Рыбаки, сидящие в палатках, наклонясь над лунками, жгут свечки, будто бы халдеи при лампадках что-то пишут, в руки взяв дощечки.
Купола шатров их ветер треплет. Он до них доносит запах моря. Бедствие кораблик в море терпит, отчего безмерно мое горе.
. . . Друзья мои — сплошь старики. И мрут как мухи. Я утром в теплые носки заправил брюки.
В чем держится душа моя, помимо тела? В комплекте чистого белья, белее мела.
. . . На лавке спящий крепким сном глаза в ночи откроет дворник, а перед ним не управдом — всеобщей трезвости поборник.
А перед ним — небесный свод, похожий очень на зверинец, где лебедь клычет, бык ревет в надежде получить гостинец.
Зверей с руки кормить нельзя, но он пойдет на преступленье. Ужасно жаль ему зверья за их страданья и мученья.
. . . Много места он не занимал и теперь лежит, как карандаш, маменькой положенный в пенал, в маленьком гробу товарищ наш.
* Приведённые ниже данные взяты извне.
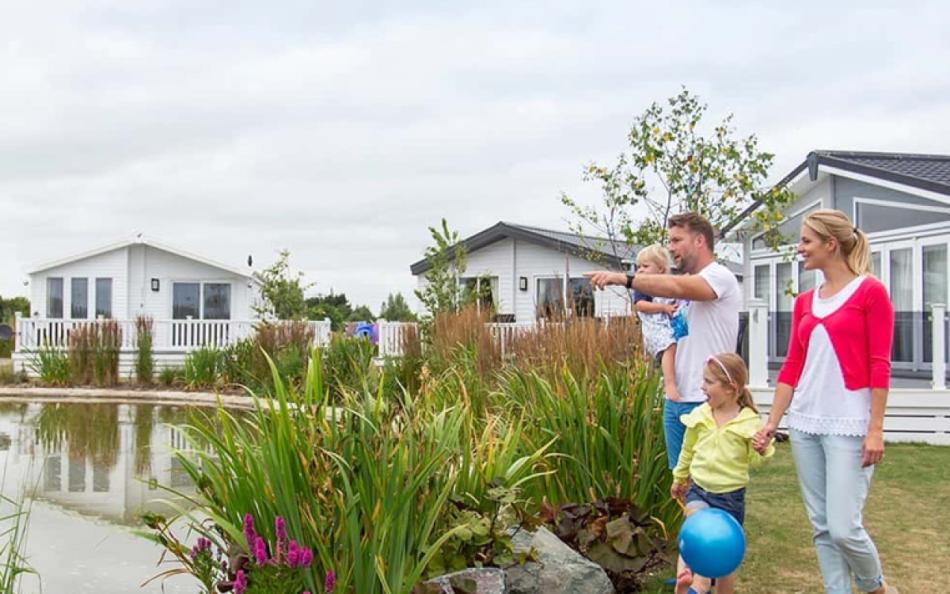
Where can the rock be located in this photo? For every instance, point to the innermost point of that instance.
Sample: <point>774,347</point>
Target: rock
<point>486,580</point>
<point>559,569</point>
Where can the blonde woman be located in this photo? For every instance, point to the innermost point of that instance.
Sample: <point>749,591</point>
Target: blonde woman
<point>834,385</point>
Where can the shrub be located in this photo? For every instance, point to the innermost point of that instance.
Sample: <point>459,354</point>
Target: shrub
<point>94,353</point>
<point>426,479</point>
<point>108,342</point>
<point>287,345</point>
<point>144,359</point>
<point>203,368</point>
<point>51,365</point>
<point>348,365</point>
<point>169,376</point>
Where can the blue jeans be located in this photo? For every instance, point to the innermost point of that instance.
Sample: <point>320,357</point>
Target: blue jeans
<point>834,487</point>
<point>731,502</point>
<point>673,429</point>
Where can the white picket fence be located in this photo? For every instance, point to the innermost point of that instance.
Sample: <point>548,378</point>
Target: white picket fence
<point>168,336</point>
<point>392,335</point>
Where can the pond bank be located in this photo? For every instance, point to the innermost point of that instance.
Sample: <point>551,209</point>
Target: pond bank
<point>123,395</point>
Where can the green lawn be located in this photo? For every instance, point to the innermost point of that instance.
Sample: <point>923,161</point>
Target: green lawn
<point>907,514</point>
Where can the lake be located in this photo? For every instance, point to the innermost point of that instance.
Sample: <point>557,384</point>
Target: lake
<point>90,470</point>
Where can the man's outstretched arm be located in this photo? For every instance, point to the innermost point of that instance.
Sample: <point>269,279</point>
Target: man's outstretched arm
<point>692,287</point>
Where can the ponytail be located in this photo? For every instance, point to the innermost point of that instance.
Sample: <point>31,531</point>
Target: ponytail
<point>853,243</point>
<point>859,258</point>
<point>730,369</point>
<point>745,399</point>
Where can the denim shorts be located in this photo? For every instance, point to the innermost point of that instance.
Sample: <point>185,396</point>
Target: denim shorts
<point>732,502</point>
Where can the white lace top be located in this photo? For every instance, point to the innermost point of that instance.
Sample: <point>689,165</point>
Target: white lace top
<point>822,405</point>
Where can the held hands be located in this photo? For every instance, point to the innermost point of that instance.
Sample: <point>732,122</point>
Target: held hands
<point>762,439</point>
<point>602,278</point>
<point>678,490</point>
<point>873,450</point>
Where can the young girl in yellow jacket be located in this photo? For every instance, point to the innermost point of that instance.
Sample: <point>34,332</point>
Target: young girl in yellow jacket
<point>713,467</point>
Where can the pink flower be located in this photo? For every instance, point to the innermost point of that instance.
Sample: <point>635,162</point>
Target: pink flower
<point>260,551</point>
<point>281,530</point>
<point>249,535</point>
<point>240,582</point>
<point>293,554</point>
<point>306,556</point>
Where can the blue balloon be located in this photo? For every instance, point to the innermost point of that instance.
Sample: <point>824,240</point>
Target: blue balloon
<point>366,330</point>
<point>712,543</point>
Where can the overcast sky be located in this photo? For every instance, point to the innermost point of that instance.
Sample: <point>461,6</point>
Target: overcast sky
<point>340,131</point>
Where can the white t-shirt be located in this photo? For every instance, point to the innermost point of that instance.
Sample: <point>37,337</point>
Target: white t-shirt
<point>822,405</point>
<point>713,329</point>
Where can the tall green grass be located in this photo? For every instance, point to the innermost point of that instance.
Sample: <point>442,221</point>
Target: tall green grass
<point>51,365</point>
<point>372,466</point>
<point>144,358</point>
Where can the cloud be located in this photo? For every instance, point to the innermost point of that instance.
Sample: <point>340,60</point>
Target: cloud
<point>341,131</point>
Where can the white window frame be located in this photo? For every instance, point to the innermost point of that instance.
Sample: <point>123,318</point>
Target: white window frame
<point>89,314</point>
<point>170,302</point>
<point>534,298</point>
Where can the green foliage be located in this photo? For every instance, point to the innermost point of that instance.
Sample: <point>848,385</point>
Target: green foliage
<point>615,534</point>
<point>348,364</point>
<point>94,353</point>
<point>14,524</point>
<point>9,307</point>
<point>361,314</point>
<point>203,368</point>
<point>288,344</point>
<point>609,435</point>
<point>168,376</point>
<point>446,259</point>
<point>51,365</point>
<point>674,165</point>
<point>395,309</point>
<point>393,479</point>
<point>281,292</point>
<point>337,308</point>
<point>144,359</point>
<point>480,537</point>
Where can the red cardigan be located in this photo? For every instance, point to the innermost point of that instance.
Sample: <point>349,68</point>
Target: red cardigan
<point>861,332</point>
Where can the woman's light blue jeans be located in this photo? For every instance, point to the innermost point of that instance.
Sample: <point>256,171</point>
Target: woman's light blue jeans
<point>834,488</point>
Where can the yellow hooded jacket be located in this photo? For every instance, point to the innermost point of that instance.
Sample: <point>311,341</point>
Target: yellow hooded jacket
<point>718,458</point>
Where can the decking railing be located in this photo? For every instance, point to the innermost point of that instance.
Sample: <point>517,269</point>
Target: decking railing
<point>167,335</point>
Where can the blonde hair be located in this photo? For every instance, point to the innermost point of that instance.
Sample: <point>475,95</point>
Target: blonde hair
<point>729,369</point>
<point>657,254</point>
<point>853,245</point>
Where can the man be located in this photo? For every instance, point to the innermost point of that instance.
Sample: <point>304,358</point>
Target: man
<point>711,297</point>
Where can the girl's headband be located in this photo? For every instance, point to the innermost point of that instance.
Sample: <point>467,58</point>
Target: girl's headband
<point>715,359</point>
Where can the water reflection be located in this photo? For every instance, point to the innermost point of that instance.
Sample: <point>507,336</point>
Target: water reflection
<point>92,470</point>
<point>105,460</point>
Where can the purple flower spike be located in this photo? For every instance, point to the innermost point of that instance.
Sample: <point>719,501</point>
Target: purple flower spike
<point>306,556</point>
<point>240,582</point>
<point>293,554</point>
<point>249,535</point>
<point>260,551</point>
<point>281,530</point>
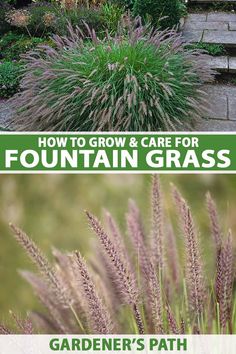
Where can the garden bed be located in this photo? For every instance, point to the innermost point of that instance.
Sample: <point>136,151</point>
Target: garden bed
<point>135,76</point>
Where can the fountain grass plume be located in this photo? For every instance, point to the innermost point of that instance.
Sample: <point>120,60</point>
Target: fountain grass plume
<point>122,289</point>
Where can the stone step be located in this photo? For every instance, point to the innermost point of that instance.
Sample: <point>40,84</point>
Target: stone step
<point>223,64</point>
<point>212,28</point>
<point>221,102</point>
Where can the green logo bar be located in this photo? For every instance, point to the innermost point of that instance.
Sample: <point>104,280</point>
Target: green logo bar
<point>95,152</point>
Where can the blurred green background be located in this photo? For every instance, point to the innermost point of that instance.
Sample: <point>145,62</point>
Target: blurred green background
<point>50,208</point>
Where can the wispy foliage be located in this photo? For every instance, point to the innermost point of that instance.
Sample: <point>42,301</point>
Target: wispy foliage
<point>140,79</point>
<point>125,273</point>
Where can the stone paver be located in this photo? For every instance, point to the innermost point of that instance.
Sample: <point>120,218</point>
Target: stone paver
<point>211,27</point>
<point>197,17</point>
<point>221,17</point>
<point>227,38</point>
<point>219,63</point>
<point>232,65</point>
<point>193,36</point>
<point>221,102</point>
<point>5,113</point>
<point>208,125</point>
<point>205,25</point>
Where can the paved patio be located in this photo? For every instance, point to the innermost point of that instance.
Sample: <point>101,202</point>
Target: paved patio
<point>211,27</point>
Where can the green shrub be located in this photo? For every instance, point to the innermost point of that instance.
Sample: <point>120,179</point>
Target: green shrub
<point>144,81</point>
<point>37,25</point>
<point>161,13</point>
<point>4,26</point>
<point>13,45</point>
<point>112,15</point>
<point>9,79</point>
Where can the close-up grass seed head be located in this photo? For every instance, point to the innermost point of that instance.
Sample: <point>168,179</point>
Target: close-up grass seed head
<point>137,281</point>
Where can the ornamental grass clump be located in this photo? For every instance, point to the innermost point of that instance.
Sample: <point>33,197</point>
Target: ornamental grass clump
<point>139,283</point>
<point>136,80</point>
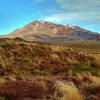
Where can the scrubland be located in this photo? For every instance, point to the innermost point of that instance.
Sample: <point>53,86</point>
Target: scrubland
<point>38,71</point>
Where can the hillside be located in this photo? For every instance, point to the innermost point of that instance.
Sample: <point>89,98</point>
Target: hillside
<point>30,70</point>
<point>50,32</point>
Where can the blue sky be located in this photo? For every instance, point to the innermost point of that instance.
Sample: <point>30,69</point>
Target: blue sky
<point>16,13</point>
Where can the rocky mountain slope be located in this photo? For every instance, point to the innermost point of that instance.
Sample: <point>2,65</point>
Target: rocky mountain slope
<point>49,32</point>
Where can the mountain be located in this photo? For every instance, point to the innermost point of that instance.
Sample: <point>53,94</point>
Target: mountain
<point>50,32</point>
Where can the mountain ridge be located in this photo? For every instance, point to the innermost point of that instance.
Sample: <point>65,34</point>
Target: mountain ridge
<point>42,31</point>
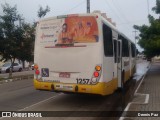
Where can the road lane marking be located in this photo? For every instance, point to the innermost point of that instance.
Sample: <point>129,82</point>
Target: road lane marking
<point>37,103</point>
<point>40,102</point>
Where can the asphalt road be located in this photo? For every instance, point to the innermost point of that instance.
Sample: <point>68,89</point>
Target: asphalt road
<point>21,96</point>
<point>30,72</point>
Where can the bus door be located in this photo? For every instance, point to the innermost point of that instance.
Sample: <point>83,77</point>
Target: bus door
<point>119,64</point>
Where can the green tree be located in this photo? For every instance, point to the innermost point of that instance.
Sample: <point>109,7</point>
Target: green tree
<point>42,12</point>
<point>16,41</point>
<point>150,34</point>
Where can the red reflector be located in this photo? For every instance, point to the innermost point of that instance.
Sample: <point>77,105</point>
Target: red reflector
<point>96,74</point>
<point>37,72</point>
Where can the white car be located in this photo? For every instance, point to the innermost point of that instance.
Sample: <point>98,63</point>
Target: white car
<point>6,68</point>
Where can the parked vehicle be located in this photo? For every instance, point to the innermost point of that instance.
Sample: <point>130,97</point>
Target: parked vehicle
<point>7,66</point>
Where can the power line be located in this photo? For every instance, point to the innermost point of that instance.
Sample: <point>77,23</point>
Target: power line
<point>75,6</point>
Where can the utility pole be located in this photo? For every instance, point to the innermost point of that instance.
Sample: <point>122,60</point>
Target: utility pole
<point>88,6</point>
<point>135,42</point>
<point>148,6</point>
<point>22,44</point>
Избежать хотел я слова гроб, но не смог синоним подыскать. Чтобы не писать о смерти в лоб, изловчился я, хотел солгать. Правдой я хотя и дорожу, от обиды закусил губу, думал, ни за что не напишу, что товарищ мой лежит в гробу.
. . . Ночью темной заключить в объятья проводницу спального вагона, молча, невзирая на проклятья, спрыгнуть в снег с высокого перрона.
В лунном свете узкая тропинка в тростниковых зарослях петляет, и трещит тростник, как грампластинка, что на ровном месте заедает.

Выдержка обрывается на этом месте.